There’s another lesson here too with young dogs. While an older dog might let you skirt the cattails or other heavy cover while he dives in to work the thick stuff, a young dog won’t understand that program. You’ve got to get into the cover with him to put him on where the birds live. It’s simple, but a lot of hunters just hope that a dog will figure out to go into the deep cover while they are walking the short grass on the outside, but that’s not the best way to do it. In this case, you’ve got to lead by example.

You’ve also got to establish control once you’re in there—quietly. And you’ve got to understand how to set the right pace for your dog so that you’re not missing out on some of the action.

labrador retrievers with rooster ring-necked pheasant
Finish the season strong by maintaining proper control over your dogs so you can work together to outwit smart, late-season roosters. (Photo By: Tony J. Peterson)

Too Fast, Too Slow, Just Right

Proper pacing for a specific spot during specific conditions is a great intangible that plays into all late-season pheasant hunts. What this means is that there are times for stop-and-go walking, and times to cover ground and get where you need to be. With a flusher, this is a dance during which there are times when you will lead, and times when you will follow.

At first, it’s usually on you to slow things down. Precision work in challenging conditions takes time, and a dog that is worried about staying in front of a quickly walking hunter will miss birds. You can count on that.

For reasons known only to them, some pheasants are jumpy and like to get out way ahead of danger, but others seem to develop a high level of confidence in their hiding skills. Those are the roosters you don’t want to walk right on by, and they often require a slow approach. In fact, I often walk into the cover and then stop for 10 or 15 seconds. Then I’ll cover a little ground and stop again.

As long as my dog understands his job is to keep hunting around me when I stop, we usually find birds for two reasons. The first is that the dog has time to really work the cover, which is necessary in the thick stuff. The second is that it seems to make the birds nervous. Even if the dog doesn’t put them up, a hunter stopping and waiting seems to make some of them too frightened to sit any longer.

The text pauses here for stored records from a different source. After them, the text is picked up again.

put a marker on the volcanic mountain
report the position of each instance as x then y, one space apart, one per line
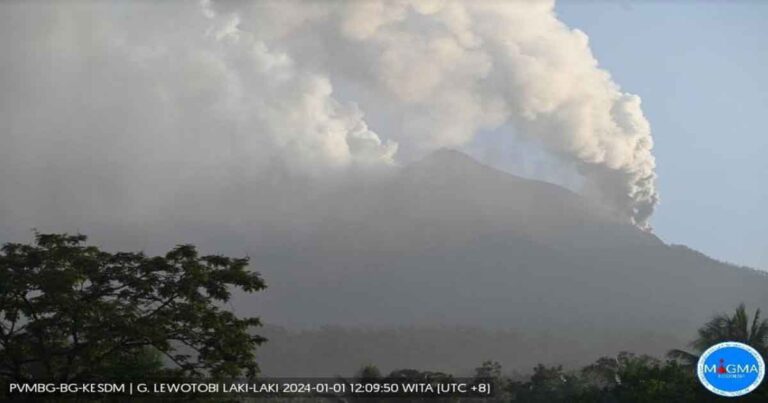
449 262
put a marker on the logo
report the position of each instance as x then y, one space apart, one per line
731 369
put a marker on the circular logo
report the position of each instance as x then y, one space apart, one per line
731 369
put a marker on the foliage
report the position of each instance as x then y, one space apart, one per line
72 312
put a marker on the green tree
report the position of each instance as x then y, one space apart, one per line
72 312
737 327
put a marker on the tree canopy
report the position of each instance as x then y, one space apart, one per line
73 312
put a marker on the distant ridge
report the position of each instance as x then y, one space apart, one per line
451 242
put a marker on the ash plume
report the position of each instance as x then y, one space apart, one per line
124 106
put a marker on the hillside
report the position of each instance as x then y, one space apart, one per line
448 242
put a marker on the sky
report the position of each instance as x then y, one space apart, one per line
112 117
700 69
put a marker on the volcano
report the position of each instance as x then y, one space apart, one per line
449 262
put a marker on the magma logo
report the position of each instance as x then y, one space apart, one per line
731 369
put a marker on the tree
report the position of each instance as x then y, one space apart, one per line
72 312
723 328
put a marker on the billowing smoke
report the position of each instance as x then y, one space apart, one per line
130 104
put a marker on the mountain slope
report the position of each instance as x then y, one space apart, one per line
448 241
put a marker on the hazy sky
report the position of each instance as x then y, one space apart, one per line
701 72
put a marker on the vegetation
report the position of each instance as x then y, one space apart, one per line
71 312
736 327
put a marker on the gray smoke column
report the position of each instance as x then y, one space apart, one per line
144 100
444 70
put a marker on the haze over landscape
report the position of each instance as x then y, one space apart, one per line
331 143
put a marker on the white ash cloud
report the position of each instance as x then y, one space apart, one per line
132 103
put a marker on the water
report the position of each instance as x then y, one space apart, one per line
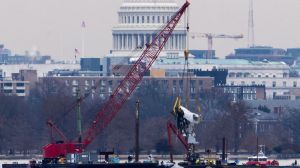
42 69
285 162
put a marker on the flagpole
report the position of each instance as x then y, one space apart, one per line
82 39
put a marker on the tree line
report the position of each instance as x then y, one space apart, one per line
23 127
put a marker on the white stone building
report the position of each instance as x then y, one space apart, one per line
274 75
139 21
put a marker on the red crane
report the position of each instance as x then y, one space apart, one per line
120 94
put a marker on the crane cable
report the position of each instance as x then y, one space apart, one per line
185 73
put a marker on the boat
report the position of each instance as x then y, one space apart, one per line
260 159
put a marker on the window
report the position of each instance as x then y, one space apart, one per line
74 82
87 83
20 84
273 84
7 91
20 91
67 82
8 84
174 90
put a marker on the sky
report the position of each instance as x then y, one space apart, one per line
54 26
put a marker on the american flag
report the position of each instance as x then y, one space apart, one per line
76 52
83 24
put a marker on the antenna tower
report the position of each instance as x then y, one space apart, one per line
250 25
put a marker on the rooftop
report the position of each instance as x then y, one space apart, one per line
163 61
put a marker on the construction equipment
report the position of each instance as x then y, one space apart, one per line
184 129
210 37
120 95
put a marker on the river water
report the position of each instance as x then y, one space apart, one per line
285 162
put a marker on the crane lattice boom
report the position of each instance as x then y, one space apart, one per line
121 93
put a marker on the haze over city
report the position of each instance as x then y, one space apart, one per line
54 26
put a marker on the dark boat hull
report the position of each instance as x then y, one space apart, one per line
104 165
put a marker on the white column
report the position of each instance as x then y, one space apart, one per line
180 42
115 46
126 41
118 42
177 40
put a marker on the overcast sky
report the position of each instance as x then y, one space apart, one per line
54 26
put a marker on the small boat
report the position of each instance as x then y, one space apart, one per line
261 160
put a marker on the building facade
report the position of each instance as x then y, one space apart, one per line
138 23
104 86
14 88
261 53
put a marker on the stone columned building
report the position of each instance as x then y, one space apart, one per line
139 21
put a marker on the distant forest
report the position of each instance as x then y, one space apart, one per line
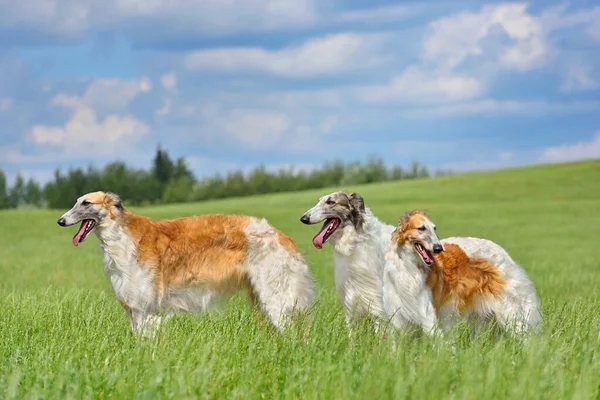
171 181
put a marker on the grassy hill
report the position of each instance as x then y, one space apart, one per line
62 333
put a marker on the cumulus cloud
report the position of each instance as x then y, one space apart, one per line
85 136
417 85
169 81
106 94
579 77
154 20
574 151
452 40
377 15
327 55
492 107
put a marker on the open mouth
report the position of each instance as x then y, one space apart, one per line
330 225
84 230
425 254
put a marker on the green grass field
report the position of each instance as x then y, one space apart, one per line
63 335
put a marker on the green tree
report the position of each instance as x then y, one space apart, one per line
397 174
16 194
33 193
4 202
182 171
162 166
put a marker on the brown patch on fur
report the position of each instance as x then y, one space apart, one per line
195 250
347 207
110 201
408 222
288 243
459 279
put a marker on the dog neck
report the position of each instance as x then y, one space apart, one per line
373 234
411 261
115 238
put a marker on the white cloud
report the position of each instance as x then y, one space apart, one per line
106 94
156 19
5 103
579 77
327 55
164 110
572 152
85 135
416 85
377 15
169 81
256 129
491 107
454 39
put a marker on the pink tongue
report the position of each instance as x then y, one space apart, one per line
320 238
77 238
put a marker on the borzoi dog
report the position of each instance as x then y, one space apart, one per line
427 280
189 264
359 241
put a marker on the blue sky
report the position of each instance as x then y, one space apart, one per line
229 84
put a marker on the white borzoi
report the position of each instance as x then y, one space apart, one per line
359 241
427 280
189 264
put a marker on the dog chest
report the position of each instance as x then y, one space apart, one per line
133 285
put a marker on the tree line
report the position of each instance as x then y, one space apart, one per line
172 181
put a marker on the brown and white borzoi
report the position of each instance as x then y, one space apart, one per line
189 264
427 280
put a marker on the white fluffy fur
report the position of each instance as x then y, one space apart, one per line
359 261
281 281
408 301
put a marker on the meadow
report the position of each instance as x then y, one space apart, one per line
63 334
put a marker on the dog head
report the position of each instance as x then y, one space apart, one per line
417 231
91 209
340 211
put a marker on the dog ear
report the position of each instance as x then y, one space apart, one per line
356 202
403 222
115 200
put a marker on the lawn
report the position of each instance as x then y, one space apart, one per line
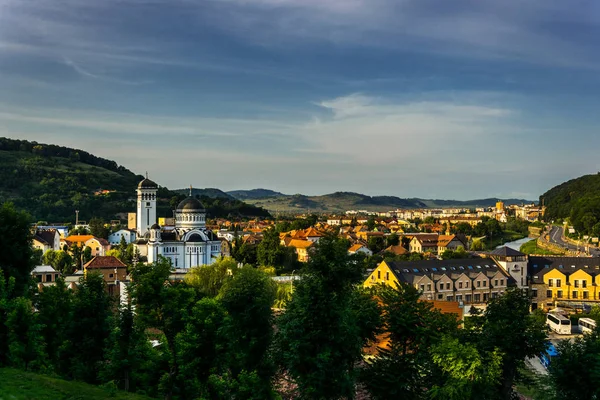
531 247
19 385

The best part about that is even if only a hen gets up, I know we are on to something. Rarely are late-season pheasants alone, so that first hen might just be the tip of the iceberg. There are probably more birds sitting tight, which tells me how to pace even better.

Of course, it’s not all snail’s pace stuff. A common occurrence in high cover is a dog that gets on some birds, and because you can’t see him, gets out 40 or 50 yards (or more). When the birds get up, it’s time to get moving. There might be a little ditch in the slough, or some kind of opening, or really anything that they don’t want to cross. If you don’t hustle up there after the first few get up, you might miss out on more birds.

Now, this is something you want to avoid because a flusher getting out too far is a bad thing. But it happens when you can’t see your dog, and often, can’t hear them. This is also why I sometimes use a beeper collar on my Labs, so that if I need to hit the “hawk scream” button, I can locate them instantly (and they’ll know to check in).

Do what you have to in order to keep tabs on your dog in this type of cover and eventually you’ll both get it down, eventually. It takes time, but is worth it when the whole thing really clicks into place.

There’s a lot of planning and careful execution that needs to come together to walk out of a December slough with a limit of roosters. But it can be done, and even if you’re a couple birds shy, it’s still one of the most challenging and enjoyable times to hunt all season. That only gets better if you have real control over your dog and understand how slowly—or quickly— you need to take it through the wintering cover.